You can get free samples here but its just raw wav files unless you can get a copy of battery or some sort of sampler. I use it and I like it alot (mainly cause its free).


----------



## F1Filter (Sep 17, 2007)

If you're looking for double bass metal/blastbeat loops. There's a good collection recorded by Jeremy Spencer (5 Finger Deathpunch) for 30 USD. It's got about 800 grooves and fills at various tempos. 

Drums From Hell


----------



## Matt Crooks (Sep 17, 2007)

Go to Andy Sneap's forum, there are a ton of free samples available there. He is on ultimatemetal.com.


----------



## Mattayus (Sep 17, 2007)

Matt Crooks said:


> Go to Andy Sneap's forum, there are a ton of free samples available there. He is on ultimatemetal.com.
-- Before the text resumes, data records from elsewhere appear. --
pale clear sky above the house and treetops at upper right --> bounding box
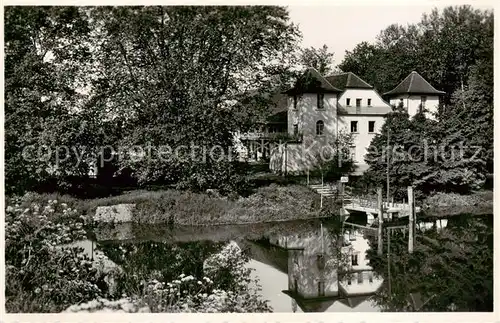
[288,2,492,65]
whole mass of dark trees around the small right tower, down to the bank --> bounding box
[346,6,493,198]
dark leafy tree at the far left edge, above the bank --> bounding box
[5,7,103,193]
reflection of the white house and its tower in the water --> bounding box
[270,228,383,312]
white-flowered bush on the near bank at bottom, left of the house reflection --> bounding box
[68,243,271,313]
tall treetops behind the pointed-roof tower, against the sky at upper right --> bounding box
[339,5,493,104]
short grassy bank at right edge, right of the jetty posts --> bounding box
[421,190,494,218]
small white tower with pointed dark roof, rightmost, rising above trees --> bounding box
[384,71,445,118]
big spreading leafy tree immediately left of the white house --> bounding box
[89,6,297,195]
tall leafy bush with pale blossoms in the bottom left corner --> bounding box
[5,196,104,312]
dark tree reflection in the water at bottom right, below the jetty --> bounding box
[368,215,493,311]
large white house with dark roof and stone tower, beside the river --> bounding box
[270,68,392,174]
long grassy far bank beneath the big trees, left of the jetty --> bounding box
[15,184,336,225]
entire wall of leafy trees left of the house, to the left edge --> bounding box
[5,6,298,196]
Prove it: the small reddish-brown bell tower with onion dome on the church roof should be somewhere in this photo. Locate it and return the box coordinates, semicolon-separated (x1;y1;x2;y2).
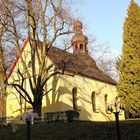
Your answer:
71;20;88;54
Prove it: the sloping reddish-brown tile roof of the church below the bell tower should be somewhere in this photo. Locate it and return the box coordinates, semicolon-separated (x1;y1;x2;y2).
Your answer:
48;47;117;85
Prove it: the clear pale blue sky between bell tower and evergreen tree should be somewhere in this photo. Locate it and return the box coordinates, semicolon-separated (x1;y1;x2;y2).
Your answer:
77;0;140;57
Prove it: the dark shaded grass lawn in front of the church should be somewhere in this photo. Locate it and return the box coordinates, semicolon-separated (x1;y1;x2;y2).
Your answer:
0;120;140;140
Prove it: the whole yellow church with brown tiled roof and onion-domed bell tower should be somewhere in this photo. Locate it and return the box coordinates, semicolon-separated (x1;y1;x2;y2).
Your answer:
6;20;124;121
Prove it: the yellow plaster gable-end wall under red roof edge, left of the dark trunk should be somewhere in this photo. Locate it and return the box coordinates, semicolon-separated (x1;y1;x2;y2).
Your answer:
6;42;31;117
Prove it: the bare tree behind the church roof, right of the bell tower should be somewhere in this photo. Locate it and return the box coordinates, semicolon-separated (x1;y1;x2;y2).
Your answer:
89;35;118;81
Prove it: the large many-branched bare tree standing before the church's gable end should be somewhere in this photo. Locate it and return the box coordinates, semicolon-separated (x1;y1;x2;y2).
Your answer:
0;0;75;115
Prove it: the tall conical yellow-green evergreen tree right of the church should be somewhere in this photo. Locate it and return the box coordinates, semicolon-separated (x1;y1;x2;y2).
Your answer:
118;0;140;117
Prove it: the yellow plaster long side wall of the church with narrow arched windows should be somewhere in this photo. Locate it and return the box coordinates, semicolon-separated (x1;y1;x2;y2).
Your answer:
43;75;124;121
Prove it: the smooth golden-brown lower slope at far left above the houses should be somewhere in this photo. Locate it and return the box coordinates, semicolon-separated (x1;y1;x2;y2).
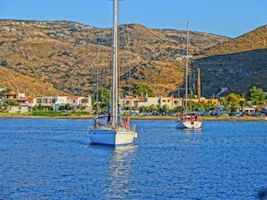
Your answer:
0;67;66;97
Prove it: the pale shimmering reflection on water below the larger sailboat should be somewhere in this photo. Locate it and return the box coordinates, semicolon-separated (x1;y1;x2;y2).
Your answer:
106;145;137;199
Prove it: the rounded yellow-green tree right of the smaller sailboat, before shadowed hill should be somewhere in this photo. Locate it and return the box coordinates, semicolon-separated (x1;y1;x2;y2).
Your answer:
221;93;241;112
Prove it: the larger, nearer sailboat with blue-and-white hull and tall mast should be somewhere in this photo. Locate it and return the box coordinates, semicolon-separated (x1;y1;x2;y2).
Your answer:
89;0;137;146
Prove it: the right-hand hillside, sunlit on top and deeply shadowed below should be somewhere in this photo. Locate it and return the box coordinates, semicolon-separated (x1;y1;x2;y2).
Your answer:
194;25;267;96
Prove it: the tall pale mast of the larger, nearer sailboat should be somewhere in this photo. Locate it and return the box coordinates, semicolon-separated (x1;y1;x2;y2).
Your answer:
111;0;118;126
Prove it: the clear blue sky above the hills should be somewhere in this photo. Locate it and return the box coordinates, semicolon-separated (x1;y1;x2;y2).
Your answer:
0;0;267;37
What's the exact link to pinpoint where i download them from? I can't find it 



theunforgiven246 said:


> You can get free samples here but its just raw wav files unless you can get a copy of battery or some sort of sampler. I use it and I like it alot (mainly cause its free).



I downloaded the .sf2 file but it won't open with anything, how the fuck do i use it? fruity loops won't recognise it and Logic is being a fuckin prick today


----------



## Matt Crooks (Sep 17, 2007)

Mattayus said:


> What's the exact link to pinpoint where i download them from? I can't find it



There's an ftp full of stuff, drum samples, plug in presets, sound samples, etc:

The Andy Sneap Forum FTP! - Ultimate Metal Forum


----------



## Mattayus (Sep 17, 2007)

Has anyone tried acoustica beatcraft? just downloaded a demo of it, it's fuckin brilliant!!


----------



## Groff (Sep 17, 2007)

Mattayus said:


> Has anyone tried acoustica beatcraft? just downloaded a demo of it, it's fuckin brilliant!!



It's, in my opinion, the easiest drum program to use. The sounds aren't the best for sounding "real" (unless you buy some good samples to use) but the techno stuff works pretty well, i've used it several times on techno songs i've made.


----------



## Mattayus (Sep 17, 2007)

Dude u're joking, i opened up the EQ, tweaked the kick and snare and they sound so fuckin real it's awesome, kicks the shit out of my plastic fruity loops drums


----------